The overall workflow of the process that we used to develop and validate the risk signature to predict prognostic outcomes was depicted in Fig. 1. Based on the expression similarity of m7G genes, k = 2 seemed to be an adequate selection with clustering stability increasing from k = 2–9 in the TCGA datasets, which we named as cluster1 and cluster2 (Figures. 2A–2C). A significant difference of overall survival (OS) was noticed between these two clusters (p = 0.03) (Fig. 2D), and 273 m7G related differential expression genes (DEGs) (|log2FC| ≥ 1 and p < 0.05) were shown to be linked with these two clusters (Figure.2E).

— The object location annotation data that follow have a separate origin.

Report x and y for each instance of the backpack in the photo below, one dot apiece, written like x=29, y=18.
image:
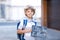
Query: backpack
x=21, y=37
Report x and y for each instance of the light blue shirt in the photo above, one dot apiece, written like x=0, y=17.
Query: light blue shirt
x=30, y=22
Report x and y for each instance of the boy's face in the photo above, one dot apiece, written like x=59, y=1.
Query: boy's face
x=29, y=13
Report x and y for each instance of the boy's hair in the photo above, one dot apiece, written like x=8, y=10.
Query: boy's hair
x=30, y=7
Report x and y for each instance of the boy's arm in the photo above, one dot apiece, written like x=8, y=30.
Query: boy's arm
x=19, y=31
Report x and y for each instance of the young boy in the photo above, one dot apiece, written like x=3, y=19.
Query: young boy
x=29, y=12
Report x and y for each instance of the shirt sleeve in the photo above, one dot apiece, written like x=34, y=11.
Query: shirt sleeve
x=21, y=24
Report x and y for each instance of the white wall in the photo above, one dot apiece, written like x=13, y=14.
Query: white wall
x=16, y=9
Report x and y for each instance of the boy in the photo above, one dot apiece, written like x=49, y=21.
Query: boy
x=29, y=12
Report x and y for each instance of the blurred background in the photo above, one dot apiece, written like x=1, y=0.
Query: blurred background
x=47, y=13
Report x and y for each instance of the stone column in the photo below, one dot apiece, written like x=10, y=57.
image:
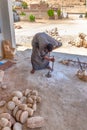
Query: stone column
x=7, y=21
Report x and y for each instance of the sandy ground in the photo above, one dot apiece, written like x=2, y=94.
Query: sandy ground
x=64, y=96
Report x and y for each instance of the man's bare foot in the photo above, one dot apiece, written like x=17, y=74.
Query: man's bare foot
x=32, y=71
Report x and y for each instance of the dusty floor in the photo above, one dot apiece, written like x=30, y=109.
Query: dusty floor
x=64, y=96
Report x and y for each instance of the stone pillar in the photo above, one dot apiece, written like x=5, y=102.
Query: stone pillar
x=86, y=4
x=7, y=21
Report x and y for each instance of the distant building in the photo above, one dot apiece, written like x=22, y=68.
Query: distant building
x=6, y=23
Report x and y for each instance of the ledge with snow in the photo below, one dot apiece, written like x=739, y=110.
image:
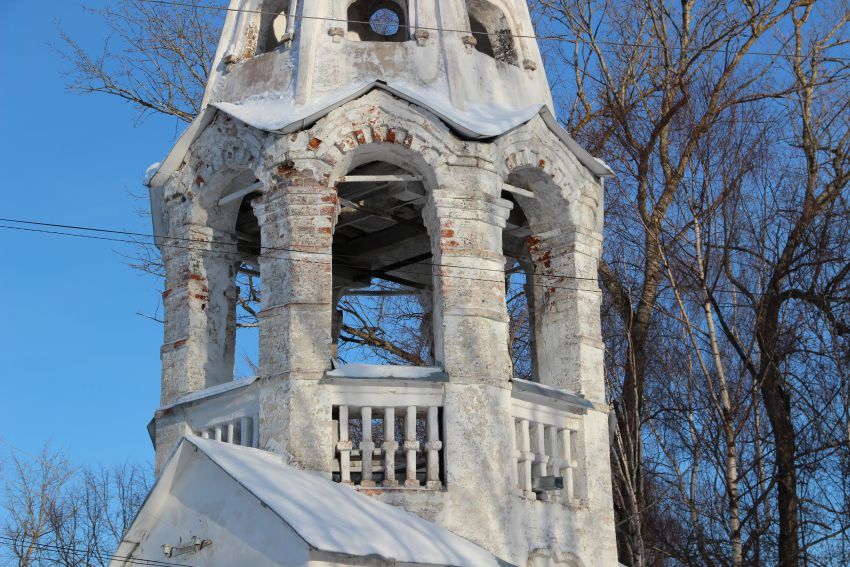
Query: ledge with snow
x=221, y=504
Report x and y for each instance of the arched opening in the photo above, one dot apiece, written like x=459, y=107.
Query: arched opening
x=275, y=24
x=382, y=272
x=247, y=305
x=519, y=292
x=491, y=30
x=377, y=20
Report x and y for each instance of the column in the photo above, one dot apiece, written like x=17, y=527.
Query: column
x=296, y=216
x=566, y=312
x=199, y=303
x=465, y=220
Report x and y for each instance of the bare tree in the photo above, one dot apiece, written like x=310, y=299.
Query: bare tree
x=653, y=84
x=157, y=57
x=60, y=515
x=725, y=312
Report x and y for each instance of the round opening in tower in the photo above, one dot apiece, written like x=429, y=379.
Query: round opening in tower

These results are believed to reveal a potential correlation of m7G related DEGs and patients with HCC, which led to the following exploration.
Firstly, 140 DEGs with prognostic value for patients with HCC were selected by univariate regression analysis in supplementary materials of Table 1 (p < 0.05). We selected 40 genes with the smallest p-values to analyze their mutation rates and types (Fig. 3A). The left panel shows the genes ordered by their mutation frequencies and the right panel presents different mutation types. Then, Lasso-Cox regression was performed to choose 12 genes, which were then included in multivariate Cox analysis (Fig. 3B and 3C). Finally, 3 genes (GAS2L3, HTR1D, and NEIL3) were identified as independent prognostic factors and selected for the prognostic model construction (Fig. 3D–F). The formula of the risk score for each patient was as follows: risk score =(1.18908*ExpHTR1D) + (2.31081*ExpGAS2L3) + (1.65707*ExpNEIL3). A follow-up analysis was conducted to assess the value of this prognostic model. All patients with HCC from TCGA databases were divided into two groups (low-risk and high-risk groups) based on the median risk score. The Kaplan–Meier curve indicated that high-risk patients had a substantially shorter OS than low-risk patients (p < 0.001, Fig. 4A). Time-dependent ROC curves were constructed to evaluate the prognostic model accuracy. As shown in Fig. 4B, the AUC values for 1, 3, and 5 years were 0.758, 0.698, and 0.644, respectively. From the scatter chart, we found that individuals at high-risk died sooner than those at low-risk (Fig. 4C and 4D). The PCA and t-SNE results showed that patients with varying risks were divided into two groups (Fig. 4E and 4F).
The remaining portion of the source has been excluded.